スコールが苦悩している頃に食堂では、、、
「恐かった~。」
「キレたね~。」
「ガンブレードを抜かれなかったのは不幸中の幸いだよな。」
「………変ね。」
「は?」「へ?」「ん~?」
「今まで仕事でイライラしててもあそこまでいったことなんてあった?」
「ねぇな。」「僕もないよ~。」「私も~。」
「……リノアと仲直りしてないのかしら。」
「聞いてみる~?」
「そうしようぜ。どの道リノアじゃねぇとスコールは止められねぇしよ。」
「それもそうね。セルフィ、お願いできる?」
「まっかせて~。」
「待った!折角だからTV電話にしないか~い?顔も見たいしさ~。」
「あ!それい~ね~。」
「そうしましょう。」
一同はパソコンルームに向かい、バラムガーデンにかけリノアを呼び出して貰った。
「ハァハァハァ」
「ヤッホ~リノア!」
「あ!皆~!久しぶり~。元気?」
「皆元気は元気よ。」
「よかった。あ・メールありがとね。」
「気にすんな。さて、本題に入るね。」
「何かな?」
「スコールと仲直りしないのか?」
スコールの名前を聞いてリノアの表情が一瞬固まった。
「……………。」
「スコールの機嫌が滅茶苦茶悪くてよ~。なんとかしてくんねぇかな、と思ったんだけどよ。」
「リノア~頼むよ~。」
「ごめんね。私じゃ役に立てないや。」
「え~?」
「本当にごめん。」
「……なら仕方ないかな。強調するわけにはいかないもんね~。ところで目の下腫れてるけど大丈夫か~い?」
「もう平気だよ~。ところでエスタガーデンはどう?」
「綺麗で広くてかなり凄いよ~。今度写真撮って送ったるよ。」
「わーい、ありがとう」
機械越しではあるが久々に皆に会えたのがよっぽど嬉しかったらしく、互いに色々な事を話、気付いたら一時間が過ぎていた。
「あ・もうこんな時間か~。」
「そろそろ仕事しないとまずいわね。けど………」
「私なら気にしなくていーよ。皆ありがと。」
「そう……?じゃ最後に一つだけいいかしら?」
「な~に?」
「リノア……スコールと………わかれてしまったのね?」
「!!」
「キスティス、何言ってんだよ。この二人がそんなわけないじゃんか。」
「………。」
「ならリノアの指を見てご覧なさい。」
「え?あっ!」
「おねえちゃんが言ってた指輪は多分リノアのでしょう?」
「成程。」
「納得してる場合じゃないよアーウ゛ィン。なんとかし………。」
「止めてっ!!!」
今まで口をつぐんでうつ向いていたリノアが涙目で大きな声を出した。
「これ以上…スコールに……迷惑……かけたくないんだ………。」
「リノア、、、」
「ごめんね。けど、スコールを攻めないで。元々は私が悪いんだから。」
「……わかったわ。」
「キスティス!」
「仕方ないでしょう?リノアたちの問題を私たちが意見を無視して何かするわけには行かないわ。」
「………。」
「……キスティス」
「ん?」
「ありがとう」
「気にしないで。悲しんじゃ駄目よ。」
「そうだぜ!リノアは明るくな!」
セルフィとアーウ゛ァインも頷きリノアは満面の笑みを浮かべ、いつもの顔に戻った。
「それじゃぁね!また連絡するよ。」
「うん!待ってるよ。」
通信を切ったが、誰もそこを動こうとは思ず、沈黙が辺りを包んだ。しかし、怒りに震え始めた皆の中で、セルフィが一番始めに沈黙を破った。

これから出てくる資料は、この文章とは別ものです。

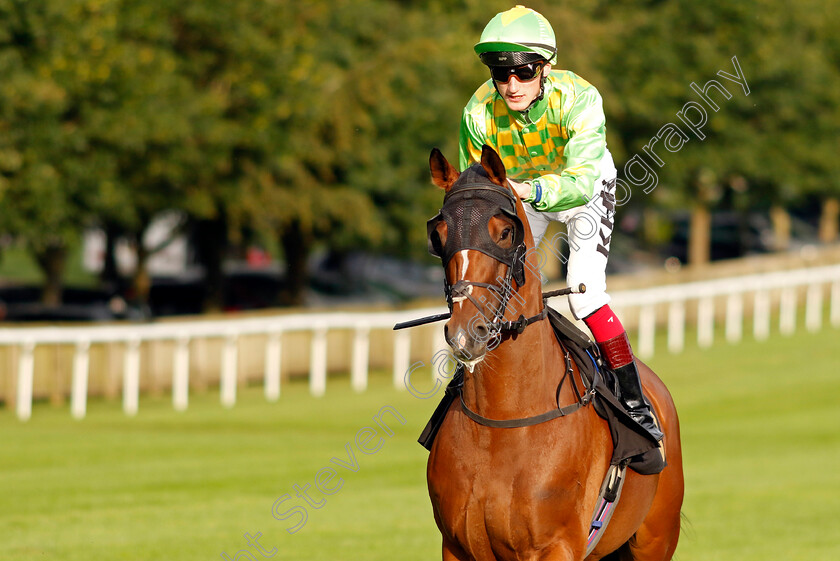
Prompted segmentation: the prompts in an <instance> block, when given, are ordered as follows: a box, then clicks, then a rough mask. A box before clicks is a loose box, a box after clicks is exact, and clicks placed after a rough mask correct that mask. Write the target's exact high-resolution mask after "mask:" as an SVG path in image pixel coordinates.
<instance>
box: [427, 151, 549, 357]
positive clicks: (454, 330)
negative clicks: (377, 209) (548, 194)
mask: <svg viewBox="0 0 840 561" xmlns="http://www.w3.org/2000/svg"><path fill="white" fill-rule="evenodd" d="M429 164H430V167H431V171H432V180H433V182H434V183H435V184H436V185H437V186H438V187H440V188H442V189H444V190H445V191H446V195H445V196H444V199H443V201H444V202H443V207H442V208H441V211H440V214H438V215H437V216H435V217H434V218H432V219H431V220H429V222H428V225H427V229H428V237H429V251H430V252H431V253H432V254H433V255H436V256H438V257H440V258H441V259H442V261H443V267H444V270H445V273H446V297H447V301H448V303H449V307H450V310H451V318H450V320H449V322H447V324H446V326H445V328H444V330H445V334H446V340H447V342H448V343H449V345H450V346H451V347H452V350H453V351H454V353H455V357H456V358H457V359H458V360H460V361H461V362H463V363H465V364H466V365H467V366H468V367H470V368H472V367H473V366H474V365H475V364H476V363H478V362H480V361H481V360H482V359H483V358H484V356H485V354H486V353H487V351H488V349H492V348H493V347H494V346H495V345H496V344H498V342H499V340H500V338H501V337H502V333H503V331H505V330H514V331H515V330H516V328H515V327H514V328H511V323H510V322H511V318H512V319H514V320H515V319H516V318H517V317H521V315H522V312H523V311H524V307H525V305H527V304H528V303H527V302H525V300H524V299H523V297H522V295H521V294H520V291H521V289H522V287H523V286H524V285H525V284H526V278H527V277H529V276H530V277H533V276H534V274H533V271H534V270H536V267H535V265H534V264H533V263H529V262H528V261H529V260H531V259H532V256H531V255H528V252H527V251H526V248H528V247H533V238H532V237H531V231H530V229H529V228H528V221H527V219H526V217H525V209H524V207H523V206H522V203H521V202H520V201H519V198H518V197H517V196H516V194H515V193H514V192H513V190H512V188H511V187H510V185H509V183H508V181H507V175H506V173H505V167H504V165H503V164H502V160H501V159H500V158H499V155H498V154H496V152H495V151H494V150H493V149H492V148H490V147H489V146H486V145H485V146H484V147H483V149H482V152H481V162H480V163H477V164H474V165H472V166H471V167H469V168H468V169H466V170H464V172H463V173H459V172H458V171H457V170H456V169H455V168H454V167H453V166H452V165H451V164H450V163H449V162H448V161H446V158H444V157H443V154H441V152H440V151H439V150H438V149H434V150H432V154H431V156H430V158H429ZM531 282H532V283H535V284H536V286H537V287H539V282H538V280H536V279H533V280H532V281H531ZM537 294H539V292H537ZM514 304H515V305H514ZM533 305H534V304H533V303H531V304H530V306H529V308H533ZM536 305H537V307H539V306H540V305H541V299H540V301H539V302H538V303H537V304H536ZM508 316H510V317H508Z"/></svg>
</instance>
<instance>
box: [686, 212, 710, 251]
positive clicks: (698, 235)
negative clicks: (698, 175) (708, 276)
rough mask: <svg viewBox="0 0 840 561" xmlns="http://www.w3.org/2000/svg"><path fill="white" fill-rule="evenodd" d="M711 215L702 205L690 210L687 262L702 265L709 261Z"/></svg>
mask: <svg viewBox="0 0 840 561" xmlns="http://www.w3.org/2000/svg"><path fill="white" fill-rule="evenodd" d="M711 228H712V215H711V213H710V212H709V209H708V208H707V207H705V206H703V205H700V204H698V205H696V206H695V207H694V208H693V209H692V210H691V223H690V225H689V230H688V264H689V265H693V266H703V265H706V264H708V263H709V257H710V255H711V247H712V236H711V233H712V230H711Z"/></svg>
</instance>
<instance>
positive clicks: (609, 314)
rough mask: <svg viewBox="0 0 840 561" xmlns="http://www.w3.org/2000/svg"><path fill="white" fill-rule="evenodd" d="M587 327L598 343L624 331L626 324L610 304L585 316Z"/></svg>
mask: <svg viewBox="0 0 840 561" xmlns="http://www.w3.org/2000/svg"><path fill="white" fill-rule="evenodd" d="M583 322H584V323H585V324H586V327H588V328H589V330H590V331H591V332H592V336H593V337H594V338H595V342H596V343H603V342H605V341H609V340H610V339H613V338H614V337H618V336H619V335H621V334H622V333H624V326H623V325H621V321H620V320H619V319H618V316H616V315H615V313H614V312H613V311H612V310H611V309H610V307H609V305H608V304H605V305H603V306H601V307H600V308H598V309H597V310H596V311H595V312H593V313H591V314H589V315H588V316H586V317H585V318H583Z"/></svg>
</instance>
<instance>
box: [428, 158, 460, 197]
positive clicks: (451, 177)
mask: <svg viewBox="0 0 840 561" xmlns="http://www.w3.org/2000/svg"><path fill="white" fill-rule="evenodd" d="M429 168H430V169H431V170H432V182H433V183H434V184H435V185H437V186H438V187H440V188H441V189H443V190H444V191H449V189H450V188H451V187H452V184H453V183H455V180H456V179H458V176H459V175H461V174H460V173H458V170H457V169H455V167H454V166H453V165H452V164H450V163H449V162H448V161H446V158H444V157H443V153H441V151H440V150H438V149H437V148H433V149H432V153H431V154H430V155H429Z"/></svg>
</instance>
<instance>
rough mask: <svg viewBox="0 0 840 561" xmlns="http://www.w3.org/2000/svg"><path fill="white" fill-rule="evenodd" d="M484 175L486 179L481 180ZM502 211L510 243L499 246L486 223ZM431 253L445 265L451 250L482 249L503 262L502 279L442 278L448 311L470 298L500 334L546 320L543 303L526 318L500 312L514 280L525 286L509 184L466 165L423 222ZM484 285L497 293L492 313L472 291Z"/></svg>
mask: <svg viewBox="0 0 840 561" xmlns="http://www.w3.org/2000/svg"><path fill="white" fill-rule="evenodd" d="M481 179H484V181H480V180H481ZM498 215H502V216H504V217H505V218H507V219H508V220H510V221H511V222H512V223H513V227H514V232H513V242H512V244H511V247H509V248H503V247H501V246H499V245H498V244H497V243H496V242H495V241H493V240H492V239H491V238H490V235H489V232H488V223H489V220H490V219H491V218H492V217H493V216H498ZM441 222H445V223H446V225H447V236H446V243H445V244H444V243H442V242H441V240H440V237H439V235H438V234H437V227H438V224H440V223H441ZM427 233H428V239H429V252H430V253H431V254H432V255H435V256H438V257H440V258H441V260H442V262H443V266H444V268H446V266H447V265H448V264H449V261H450V260H451V259H452V257H454V256H455V254H457V253H459V252H461V251H463V250H465V249H473V250H476V251H480V252H481V253H484V254H486V255H489V256H490V257H493V258H494V259H496V260H497V261H499V262H501V263H503V264H505V265H507V271H506V272H505V275H504V277H503V278H499V279H498V280H499V281H500V282H499V283H498V284H494V283H487V282H479V281H472V280H467V279H461V280H458V281H456V282H455V283H454V284H450V283H449V280H448V279H446V278H445V279H444V293H445V296H446V302H447V305H448V306H449V311H450V315H451V313H452V310H453V306H454V304H455V302H456V301H458V300H462V299H467V300H469V301H470V302H471V303H472V304H473V305H474V306H475V307H476V309H477V310H478V311H479V313H480V314H481V315H482V317H483V319H484V321H485V323H486V325H487V328H488V330H489V332H490V336H491V337H494V338H500V337H501V336H502V334H503V333H505V332H515V333H522V331H523V330H524V329H525V328H526V327H527V326H528V325H530V324H531V323H534V322H537V321H540V320H542V319H545V318H546V317H547V314H548V309H547V308H546V307H545V305H544V304H543V306H542V309H541V311H540V312H539V313H538V314H536V315H534V316H531V317H528V318H526V317H525V316H524V315H522V314H520V316H519V318H518V319H516V320H513V321H505V319H504V317H505V314H506V313H507V308H508V305H509V303H510V299H511V295H512V294H513V282H514V281H516V284H517V286H520V287H521V286H524V285H525V257H526V246H525V230H524V225H523V224H522V220H521V219H520V218H519V216H518V215H517V214H516V198H515V196H514V195H513V193H511V192H510V191H509V190H508V189H506V188H504V187H501V186H499V185H496V184H495V183H491V182H489V180H487V179H486V178H483V177H482V176H481V175H480V174H479V173H476V172H474V171H473V170H467V171H465V172H464V174H462V176H461V177H460V178H459V179H458V181H456V182H455V183H454V184H453V186H452V188H451V189H450V190H449V191H448V192H447V194H446V196H445V197H444V199H443V207H442V208H441V210H440V212H439V213H438V214H437V215H436V216H435V217H434V218H432V219H431V220H429V221H428V223H427ZM472 287H478V288H485V289H487V290H489V291H491V292H493V293H494V294H495V295H496V297H497V298H498V301H499V305H498V306H497V307H496V308H495V310H494V311H493V312H492V313H488V311H487V310H486V308H485V304H486V303H487V302H486V300H484V301H483V302H480V301H479V300H478V299H477V298H476V297H475V296H473V295H472V291H471V288H472Z"/></svg>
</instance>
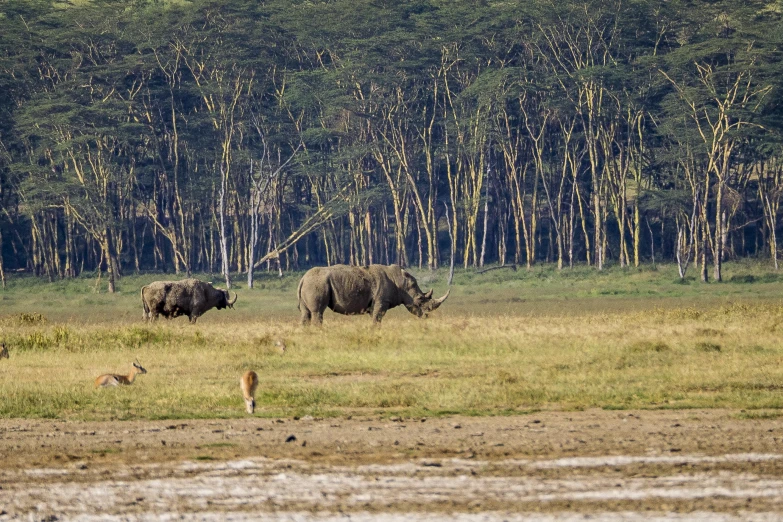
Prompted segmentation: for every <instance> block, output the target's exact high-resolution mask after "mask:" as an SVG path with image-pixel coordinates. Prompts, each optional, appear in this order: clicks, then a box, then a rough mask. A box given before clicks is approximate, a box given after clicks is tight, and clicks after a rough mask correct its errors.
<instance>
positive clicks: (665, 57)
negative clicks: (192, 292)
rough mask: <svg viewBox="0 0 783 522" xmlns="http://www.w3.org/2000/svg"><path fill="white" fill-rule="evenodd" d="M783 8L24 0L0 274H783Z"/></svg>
mask: <svg viewBox="0 0 783 522" xmlns="http://www.w3.org/2000/svg"><path fill="white" fill-rule="evenodd" d="M782 14H783V3H782V2H781V1H776V2H764V1H758V2H737V1H723V2H720V1H719V2H714V1H681V0H670V1H665V2H661V1H652V0H630V1H629V0H626V1H621V0H610V1H603V0H602V1H598V0H589V1H584V0H569V1H566V2H559V1H555V0H508V1H501V0H498V1H492V0H473V1H460V0H408V1H406V0H350V1H349V0H333V1H318V0H309V1H302V0H268V1H260V2H259V1H257V0H219V1H218V0H194V1H180V2H174V1H154V0H146V1H144V0H141V1H135V2H128V1H126V0H123V1H117V0H94V1H82V2H77V3H71V2H52V1H46V0H6V1H5V2H3V3H2V4H0V254H1V255H0V278H1V279H2V282H3V286H5V282H6V278H7V277H8V274H9V273H11V272H16V271H19V272H22V271H25V272H32V273H35V274H38V275H40V276H43V277H48V278H49V279H51V280H54V279H56V278H67V277H75V276H78V275H79V274H81V273H84V272H88V271H89V272H97V273H101V272H103V271H105V273H106V274H107V278H108V281H109V290H110V291H113V290H114V282H115V280H116V278H118V277H120V276H121V275H122V274H124V273H129V272H139V271H165V272H175V273H177V274H190V273H191V272H194V271H200V272H214V273H221V274H223V275H224V276H225V277H226V280H227V282H228V284H229V285H230V280H229V276H230V275H231V276H233V277H238V275H237V274H241V276H242V277H245V275H246V276H247V284H248V285H249V286H252V283H253V270H254V269H255V270H259V269H263V270H272V271H282V270H289V269H301V268H305V267H307V266H312V265H321V264H332V263H354V264H368V263H400V264H402V265H406V266H419V267H430V268H437V267H439V266H444V265H445V266H449V265H451V266H454V265H455V264H456V265H457V266H464V267H481V266H484V265H486V264H501V265H502V264H512V263H513V264H520V265H522V266H532V265H534V264H536V263H556V264H557V267H558V268H564V269H565V268H568V267H569V266H573V265H574V264H587V265H590V266H594V267H595V268H596V269H597V270H601V269H602V268H604V267H605V266H606V265H607V263H612V264H617V265H619V266H631V265H639V264H640V263H645V262H650V261H653V262H655V261H656V260H657V261H661V260H666V261H670V262H676V263H677V264H678V266H679V268H680V275H681V277H685V274H686V270H688V269H689V268H691V269H692V270H694V271H698V272H700V277H701V279H702V280H705V281H706V280H713V279H714V280H720V279H721V264H722V262H723V261H725V260H726V259H731V258H734V257H745V256H758V257H760V258H762V259H766V260H768V261H769V263H770V264H771V265H773V266H774V267H775V268H777V264H778V261H777V257H778V249H779V247H778V243H777V232H778V230H779V223H778V221H779V220H778V214H779V207H780V203H781V199H782V196H783V190H781V188H783V179H781V178H782V177H783V148H781V131H783V118H781V117H782V116H783V107H782V106H781V103H780V99H781V87H783V85H781V83H782V82H783V61H782V60H781V44H782V43H783V23H782V21H781V15H782Z"/></svg>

「もう!はんちょってば何やってるのさ。リノアをあんなに悲しませて!」
「しかしリノアは強いね。そこからもう立ち直ろうとしてるんだから。」
「そうね。………ところでこの話は」
「わかってるって。誰にも言わねぇよ。」
「そう、安心したわ。」
「さ、もう遅いし部屋に帰ろうか~。」
「そうだな。明日も早いんだしな。」
真相を知ったが何もできないことに無力感を覚えたが、四人はのろのろと部屋に帰って行った。
ただただこれが悪夢であり、一時的なもので会って欲しいと願いつつ………。